5. The chilled water temperature difference control method according to claim 4, characterized in that, Also includes: The method for controlling the opening degree of the interlayer valve to increase or decrease is as follows: the opening degree of the interlayer valve is increased or decreased by a preset step length frequency every preset step length interval.

6. The chilled water temperature difference control method according to claim 1, characterized in that, The method involves detecting the chilled water temperature difference between the inter-floor water supply pipe and the terminal return pipe to obtain a third water temperature difference, and adjusting the opening of the terminal valve between the inter-floor water supply pipe and the terminal return pipe based on the change of the third water temperature difference, so as to control the third water temperature difference to be maintained within a third preset water temperature difference range, including: The third water temperature difference is obtained by detecting the chilled water temperature difference between the inter-floor water supply pipe and the terminal return pipe; When the third water temperature difference is greater than the third preset water temperature difference range, the opening of the end valve is increased until the third water temperature difference drops to the third preset water temperature difference range or the opening of the end valve reaches the maximum level.
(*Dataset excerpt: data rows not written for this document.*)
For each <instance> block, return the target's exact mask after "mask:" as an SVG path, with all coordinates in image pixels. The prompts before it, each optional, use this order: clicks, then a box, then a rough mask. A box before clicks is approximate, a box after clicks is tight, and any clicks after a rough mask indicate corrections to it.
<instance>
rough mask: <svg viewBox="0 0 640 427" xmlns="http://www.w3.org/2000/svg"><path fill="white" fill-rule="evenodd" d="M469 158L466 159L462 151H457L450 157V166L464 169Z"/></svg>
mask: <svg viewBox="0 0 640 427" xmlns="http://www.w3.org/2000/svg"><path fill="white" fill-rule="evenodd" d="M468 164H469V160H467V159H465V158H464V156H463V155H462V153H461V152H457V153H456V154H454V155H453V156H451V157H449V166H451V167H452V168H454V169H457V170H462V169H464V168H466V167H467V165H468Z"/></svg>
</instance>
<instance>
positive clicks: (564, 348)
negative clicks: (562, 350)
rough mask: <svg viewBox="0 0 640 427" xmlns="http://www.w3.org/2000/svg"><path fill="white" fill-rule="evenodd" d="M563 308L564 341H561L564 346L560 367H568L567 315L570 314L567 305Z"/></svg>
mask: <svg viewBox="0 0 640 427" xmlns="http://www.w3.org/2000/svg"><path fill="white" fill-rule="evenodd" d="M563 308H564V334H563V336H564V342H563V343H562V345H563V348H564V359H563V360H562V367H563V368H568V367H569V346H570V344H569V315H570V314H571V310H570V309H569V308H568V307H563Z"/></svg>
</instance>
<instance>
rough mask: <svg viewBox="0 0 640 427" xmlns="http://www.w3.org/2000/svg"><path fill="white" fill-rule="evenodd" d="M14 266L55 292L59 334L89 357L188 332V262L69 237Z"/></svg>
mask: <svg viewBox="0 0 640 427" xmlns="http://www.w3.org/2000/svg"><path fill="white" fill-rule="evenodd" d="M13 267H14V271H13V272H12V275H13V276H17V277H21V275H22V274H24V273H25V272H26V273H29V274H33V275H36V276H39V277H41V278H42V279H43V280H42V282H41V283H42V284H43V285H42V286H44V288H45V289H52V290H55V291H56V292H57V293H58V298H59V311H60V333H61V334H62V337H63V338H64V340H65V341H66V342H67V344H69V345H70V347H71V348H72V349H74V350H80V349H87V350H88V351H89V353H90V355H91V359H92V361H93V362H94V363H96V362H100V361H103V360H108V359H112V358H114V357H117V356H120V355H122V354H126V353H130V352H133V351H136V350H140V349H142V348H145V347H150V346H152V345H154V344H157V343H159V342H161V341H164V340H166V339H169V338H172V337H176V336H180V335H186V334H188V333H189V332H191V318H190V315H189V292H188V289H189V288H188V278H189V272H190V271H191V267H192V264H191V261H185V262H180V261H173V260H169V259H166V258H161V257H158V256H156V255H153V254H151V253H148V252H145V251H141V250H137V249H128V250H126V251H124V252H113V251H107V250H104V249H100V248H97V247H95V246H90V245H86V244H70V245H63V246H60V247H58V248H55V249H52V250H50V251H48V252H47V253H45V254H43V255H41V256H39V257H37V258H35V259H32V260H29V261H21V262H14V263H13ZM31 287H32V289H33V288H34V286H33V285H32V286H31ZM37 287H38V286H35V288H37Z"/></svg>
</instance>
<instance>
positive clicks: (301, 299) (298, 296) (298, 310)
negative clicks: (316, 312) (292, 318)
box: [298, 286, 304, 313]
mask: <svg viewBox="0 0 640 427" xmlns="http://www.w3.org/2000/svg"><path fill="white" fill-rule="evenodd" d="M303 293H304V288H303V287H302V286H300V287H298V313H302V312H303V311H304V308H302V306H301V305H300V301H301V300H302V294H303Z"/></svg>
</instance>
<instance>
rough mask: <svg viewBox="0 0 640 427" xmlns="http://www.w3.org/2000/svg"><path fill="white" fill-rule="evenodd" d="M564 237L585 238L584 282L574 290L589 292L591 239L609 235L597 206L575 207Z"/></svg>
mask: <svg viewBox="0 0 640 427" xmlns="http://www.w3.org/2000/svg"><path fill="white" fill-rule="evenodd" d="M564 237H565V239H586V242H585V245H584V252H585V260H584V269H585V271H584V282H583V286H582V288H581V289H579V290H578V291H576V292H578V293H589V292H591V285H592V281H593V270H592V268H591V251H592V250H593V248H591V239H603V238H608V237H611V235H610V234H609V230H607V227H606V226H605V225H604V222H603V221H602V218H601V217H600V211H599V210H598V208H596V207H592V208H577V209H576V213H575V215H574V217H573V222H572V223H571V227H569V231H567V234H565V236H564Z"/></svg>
When the third water temperature difference is less than the third preset water temperature difference range, the opening of the end valve is controlled to decrease until the third water temperature difference rises to the third preset water temperature difference range or the opening of the end valve reaches the minimum position.
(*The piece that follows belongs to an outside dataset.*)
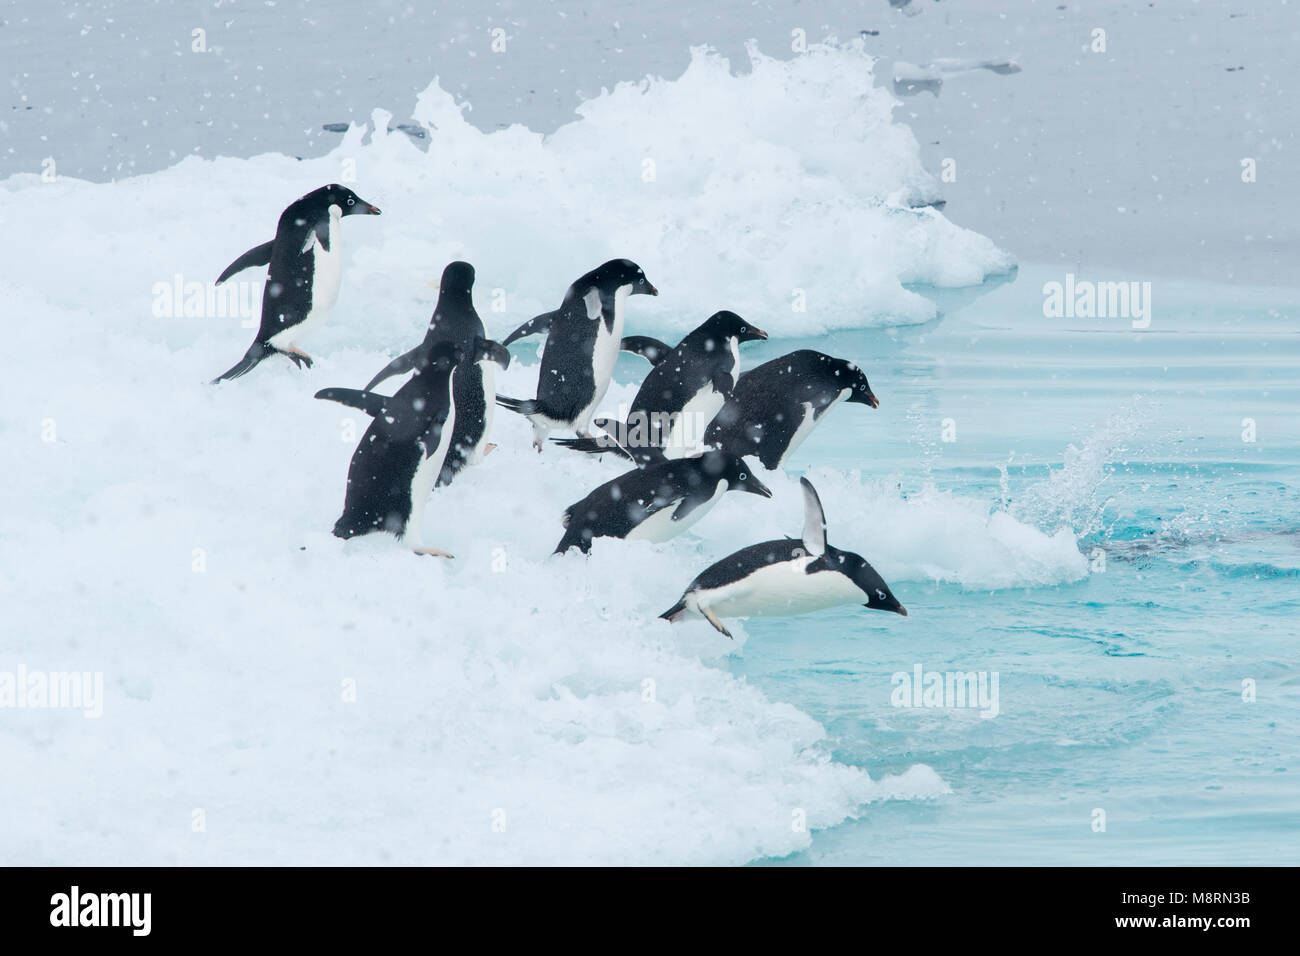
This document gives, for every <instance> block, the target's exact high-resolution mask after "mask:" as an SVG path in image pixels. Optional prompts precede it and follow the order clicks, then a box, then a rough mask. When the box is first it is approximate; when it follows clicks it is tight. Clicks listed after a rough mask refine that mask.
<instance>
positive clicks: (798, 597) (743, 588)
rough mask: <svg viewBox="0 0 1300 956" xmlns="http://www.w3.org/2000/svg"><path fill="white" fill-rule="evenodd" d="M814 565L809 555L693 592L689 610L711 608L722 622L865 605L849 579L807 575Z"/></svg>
mask: <svg viewBox="0 0 1300 956" xmlns="http://www.w3.org/2000/svg"><path fill="white" fill-rule="evenodd" d="M814 561H816V558H813V557H810V555H805V557H802V558H796V559H793V561H781V562H777V563H775V564H768V566H767V567H762V568H759V570H758V571H754V572H753V574H751V575H749V576H746V578H742V579H741V580H738V581H732V583H731V584H724V585H723V587H720V588H711V589H707V591H694V592H692V593H690V594H689V596H688V597H686V606H688V607H690V609H692V610H694V611H697V613H698V611H699V610H701V609H703V607H708V609H710V610H712V611H714V614H716V615H719V617H723V618H727V617H732V618H755V617H784V615H792V614H807V613H810V611H819V610H822V609H824V607H835V606H836V605H841V604H866V601H867V596H866V594H865V593H863V592H862V589H861V588H859V587H858V585H857V584H854V583H853V581H852V580H850V579H849V578H848V576H846V575H842V574H840V572H839V571H818V572H816V574H811V575H810V574H806V568H807V566H809V564H810V563H811V562H814Z"/></svg>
7. The chilled water temperature difference control method according to claim 6, characterized in that, Also includes: The method for controlling the opening degree of the end valve to increase or decrease is as follows: the opening degree of the end valve is increased or decreased by one level at each preset step time interval.
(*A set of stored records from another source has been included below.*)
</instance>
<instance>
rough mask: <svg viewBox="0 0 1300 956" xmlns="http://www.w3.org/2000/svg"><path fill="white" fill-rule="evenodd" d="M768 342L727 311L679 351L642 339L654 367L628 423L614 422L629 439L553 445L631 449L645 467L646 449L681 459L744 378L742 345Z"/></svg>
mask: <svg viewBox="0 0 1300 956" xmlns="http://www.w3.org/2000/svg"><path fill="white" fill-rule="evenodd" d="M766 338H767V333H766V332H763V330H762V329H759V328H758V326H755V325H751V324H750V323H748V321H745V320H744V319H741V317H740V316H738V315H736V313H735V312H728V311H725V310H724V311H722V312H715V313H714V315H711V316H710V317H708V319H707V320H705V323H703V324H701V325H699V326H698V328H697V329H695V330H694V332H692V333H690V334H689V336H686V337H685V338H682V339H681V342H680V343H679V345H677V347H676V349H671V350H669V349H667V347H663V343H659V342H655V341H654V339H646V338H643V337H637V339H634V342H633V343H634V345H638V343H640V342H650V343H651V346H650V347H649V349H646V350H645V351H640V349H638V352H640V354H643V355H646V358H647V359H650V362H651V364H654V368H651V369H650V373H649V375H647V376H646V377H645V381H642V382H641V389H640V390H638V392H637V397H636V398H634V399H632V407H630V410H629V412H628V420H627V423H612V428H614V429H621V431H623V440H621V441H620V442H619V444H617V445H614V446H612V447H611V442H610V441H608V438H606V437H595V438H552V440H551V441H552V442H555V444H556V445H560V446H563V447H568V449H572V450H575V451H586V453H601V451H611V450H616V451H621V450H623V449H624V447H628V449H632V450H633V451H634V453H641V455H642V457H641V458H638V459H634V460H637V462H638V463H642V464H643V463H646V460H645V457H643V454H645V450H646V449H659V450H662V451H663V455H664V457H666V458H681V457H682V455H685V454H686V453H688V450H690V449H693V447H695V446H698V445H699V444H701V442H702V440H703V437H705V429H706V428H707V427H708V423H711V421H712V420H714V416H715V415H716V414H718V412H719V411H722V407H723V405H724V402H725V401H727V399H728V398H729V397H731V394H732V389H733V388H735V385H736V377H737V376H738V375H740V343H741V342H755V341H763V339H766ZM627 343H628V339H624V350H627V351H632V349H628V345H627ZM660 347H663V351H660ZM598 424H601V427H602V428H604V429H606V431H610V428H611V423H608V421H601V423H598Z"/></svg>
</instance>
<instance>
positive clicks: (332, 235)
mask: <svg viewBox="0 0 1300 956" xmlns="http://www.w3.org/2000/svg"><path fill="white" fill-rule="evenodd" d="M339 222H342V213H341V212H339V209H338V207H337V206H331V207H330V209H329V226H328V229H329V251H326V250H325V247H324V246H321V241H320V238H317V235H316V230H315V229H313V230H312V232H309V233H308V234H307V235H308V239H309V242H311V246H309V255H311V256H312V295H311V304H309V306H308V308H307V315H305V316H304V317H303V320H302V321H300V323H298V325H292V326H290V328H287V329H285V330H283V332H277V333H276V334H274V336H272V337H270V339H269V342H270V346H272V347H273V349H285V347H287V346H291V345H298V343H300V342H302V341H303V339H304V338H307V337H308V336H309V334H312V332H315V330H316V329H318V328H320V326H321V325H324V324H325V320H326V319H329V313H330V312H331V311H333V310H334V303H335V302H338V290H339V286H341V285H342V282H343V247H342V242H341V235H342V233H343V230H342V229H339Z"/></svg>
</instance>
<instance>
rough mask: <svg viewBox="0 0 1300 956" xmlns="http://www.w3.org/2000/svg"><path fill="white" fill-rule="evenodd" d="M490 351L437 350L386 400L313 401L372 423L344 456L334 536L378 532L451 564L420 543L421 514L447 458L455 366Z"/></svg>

8. A chilled water temperature difference control device, characterized in that, include: The first control unit is used to detect the temperature difference between the chilled water outlet and the chilled water return of the cooling tower, obtain the first water temperature difference, and adjust the operating frequency of the main water pump in the cooling tower based on the change of the first water temperature difference, so as to control the first water temperature difference to be maintained within the first preset water temperature difference range. The second control unit is used to detect the chilled water temperature difference between the inter-layer water supply pipe and the inter-layer water return pipe, obtain the second water temperature difference, and adjust the opening of the inter-layer valve between the inter-layer water supply pipe and the inter-layer water return pipe based on the change of the second water temperature difference, so as to control the second water temperature difference to be maintained within the second preset water temperature difference range. The third control unit is used to detect the chilled water temperature difference between the inter-floor water supply pipe and the terminal return water pipe, obtain the third water temperature difference, and adjust the opening of the terminal valve between the inter-floor water supply pipe and the terminal return water pipe based on the change of the third water temperature difference, so as to control the third water temperature difference to be maintained within the third preset water temperature difference range.

9. A computer device comprising a memory, a processor, and a computer program stored in the memory and executable on the processor, characterized in that, When the processor executes the computer program, it implements the chilled water temperature difference control method as described in any one of claims 1 to 7.

10. A computer-readable storage medium, characterized in that, The computer-readable storage medium stores a computer program that, when executed by a processor, causes the processor to perform the chilled water temperature difference control method as described in any one of claims 1 to 7.